It would have been obvious to a person of ordinary skill in the art, before the effective filing date, to modify the system and method of Wetzl such that the displayed instruction message comprising an image of the product/object being stored at a non-preferred storage orientation further comprises a superimposed boundary and/or marker as taught/suggested by Adato (and common in the art in view of attached NPL in the event that the superimposed boundary is simply an object bounding box), the motivation as similarly taught/suggested by Adato and readily recognized by POSITA that such a superimposed boundary and/or marker may provide the user with additional context/ information regarding which specific object(s) is/are being referenced in the instruction message.

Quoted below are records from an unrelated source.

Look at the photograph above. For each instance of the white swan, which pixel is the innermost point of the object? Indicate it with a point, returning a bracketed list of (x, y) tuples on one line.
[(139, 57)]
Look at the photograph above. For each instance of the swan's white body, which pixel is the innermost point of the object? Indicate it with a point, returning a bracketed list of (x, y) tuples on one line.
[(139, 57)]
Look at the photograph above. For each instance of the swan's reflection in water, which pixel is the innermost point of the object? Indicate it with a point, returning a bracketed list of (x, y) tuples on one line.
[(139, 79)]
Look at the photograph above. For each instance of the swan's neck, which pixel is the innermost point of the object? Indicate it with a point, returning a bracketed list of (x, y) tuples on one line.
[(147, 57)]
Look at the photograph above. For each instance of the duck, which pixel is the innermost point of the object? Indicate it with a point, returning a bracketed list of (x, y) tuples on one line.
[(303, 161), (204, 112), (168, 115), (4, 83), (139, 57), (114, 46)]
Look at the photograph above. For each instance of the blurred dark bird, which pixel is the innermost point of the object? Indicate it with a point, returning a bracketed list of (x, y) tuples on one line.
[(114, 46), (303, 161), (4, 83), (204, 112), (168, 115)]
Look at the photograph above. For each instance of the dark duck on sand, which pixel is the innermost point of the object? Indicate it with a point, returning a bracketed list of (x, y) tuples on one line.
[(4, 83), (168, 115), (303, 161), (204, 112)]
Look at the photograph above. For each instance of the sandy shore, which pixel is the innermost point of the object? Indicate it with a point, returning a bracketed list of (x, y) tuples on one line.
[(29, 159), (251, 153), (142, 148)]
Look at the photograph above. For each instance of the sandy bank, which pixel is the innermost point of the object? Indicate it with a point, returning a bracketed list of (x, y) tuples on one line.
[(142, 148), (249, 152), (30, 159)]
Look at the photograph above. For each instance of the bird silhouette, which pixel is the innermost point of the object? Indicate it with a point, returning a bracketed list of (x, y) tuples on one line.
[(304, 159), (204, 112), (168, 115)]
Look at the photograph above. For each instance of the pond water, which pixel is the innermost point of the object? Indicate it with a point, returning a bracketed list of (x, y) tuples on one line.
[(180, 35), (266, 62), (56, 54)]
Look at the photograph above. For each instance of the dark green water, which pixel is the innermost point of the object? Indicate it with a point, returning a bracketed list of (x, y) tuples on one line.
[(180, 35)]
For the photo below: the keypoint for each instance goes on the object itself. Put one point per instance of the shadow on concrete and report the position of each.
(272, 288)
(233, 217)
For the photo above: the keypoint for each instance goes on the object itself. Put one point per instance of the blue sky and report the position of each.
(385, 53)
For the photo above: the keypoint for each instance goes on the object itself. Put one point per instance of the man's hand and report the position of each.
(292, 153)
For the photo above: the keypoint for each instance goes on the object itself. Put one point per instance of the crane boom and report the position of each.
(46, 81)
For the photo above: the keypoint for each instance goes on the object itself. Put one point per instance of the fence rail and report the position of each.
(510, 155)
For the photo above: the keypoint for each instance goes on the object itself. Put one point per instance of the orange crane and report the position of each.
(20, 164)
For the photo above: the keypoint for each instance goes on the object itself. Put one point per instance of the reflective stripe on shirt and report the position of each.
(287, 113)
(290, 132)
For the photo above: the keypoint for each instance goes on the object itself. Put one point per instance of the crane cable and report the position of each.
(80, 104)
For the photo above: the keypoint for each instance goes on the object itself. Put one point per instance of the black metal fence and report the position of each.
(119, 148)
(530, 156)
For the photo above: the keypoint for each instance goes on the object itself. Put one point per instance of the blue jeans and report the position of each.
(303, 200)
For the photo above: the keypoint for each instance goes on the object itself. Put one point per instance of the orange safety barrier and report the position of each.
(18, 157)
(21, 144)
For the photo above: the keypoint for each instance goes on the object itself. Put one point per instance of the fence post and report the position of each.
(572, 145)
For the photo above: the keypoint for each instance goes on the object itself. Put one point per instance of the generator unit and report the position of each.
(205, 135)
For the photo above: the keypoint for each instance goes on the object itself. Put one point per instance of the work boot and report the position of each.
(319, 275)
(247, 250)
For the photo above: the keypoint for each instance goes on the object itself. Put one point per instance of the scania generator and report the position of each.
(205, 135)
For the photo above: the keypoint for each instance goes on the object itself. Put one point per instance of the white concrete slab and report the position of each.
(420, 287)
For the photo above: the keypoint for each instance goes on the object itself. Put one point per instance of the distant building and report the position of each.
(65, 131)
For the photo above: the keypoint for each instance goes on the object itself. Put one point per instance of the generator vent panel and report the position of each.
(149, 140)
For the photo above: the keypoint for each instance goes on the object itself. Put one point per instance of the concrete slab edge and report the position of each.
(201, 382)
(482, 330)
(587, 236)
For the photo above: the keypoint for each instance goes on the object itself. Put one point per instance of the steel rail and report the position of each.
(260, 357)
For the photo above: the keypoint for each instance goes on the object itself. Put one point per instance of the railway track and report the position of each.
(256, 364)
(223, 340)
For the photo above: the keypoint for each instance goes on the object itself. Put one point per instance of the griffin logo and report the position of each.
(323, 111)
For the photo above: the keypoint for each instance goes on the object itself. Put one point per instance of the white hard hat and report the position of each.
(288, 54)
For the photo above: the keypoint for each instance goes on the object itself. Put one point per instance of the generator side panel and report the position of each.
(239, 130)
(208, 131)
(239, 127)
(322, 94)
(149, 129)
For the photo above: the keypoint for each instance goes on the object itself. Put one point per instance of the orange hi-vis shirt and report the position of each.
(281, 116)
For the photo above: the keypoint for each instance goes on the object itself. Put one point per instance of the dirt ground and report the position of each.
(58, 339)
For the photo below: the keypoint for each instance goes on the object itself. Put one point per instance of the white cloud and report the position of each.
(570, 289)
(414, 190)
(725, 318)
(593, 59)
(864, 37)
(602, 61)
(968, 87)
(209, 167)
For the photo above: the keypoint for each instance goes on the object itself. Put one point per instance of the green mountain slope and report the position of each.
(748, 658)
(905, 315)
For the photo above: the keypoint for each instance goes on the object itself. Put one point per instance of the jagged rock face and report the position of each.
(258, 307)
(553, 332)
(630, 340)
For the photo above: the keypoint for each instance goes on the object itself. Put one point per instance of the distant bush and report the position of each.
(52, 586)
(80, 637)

As to claim 12, this claim is the system claim corresponding to the method of claim 1 and is rejected accordingly. Wetzl discloses that same/equivalent refrigerator 12 structure to include cabinet/housing defining chilled chamber 28, cameras 30 and 32 disposed therein, hinged door of Fig. 3, and controller/computer unit 26.
As to claim 16, this claim is the system claim corresponding to the method of claim 5 and is rejected accordingly.
As to claim 19, this claim is the system claim corresponding to the method of claim 10 and is rejected accordingly.
As to claim 20, this claim is the system claim corresponding to the method of claim 11 and is rejected accordingly.
2. Claims 2 and 13 are rejected under 35 U.S.C. 103 as being unpatentable over Wetzl et al. (US 2019/0390898 A1) in view of Adato et al. (US 2019/0215424 A1), Bochkovskiy et al., “Yolov4: Optimal speed and accuracy of object detection”, and SEO et al. (US 2014/0320647 A1).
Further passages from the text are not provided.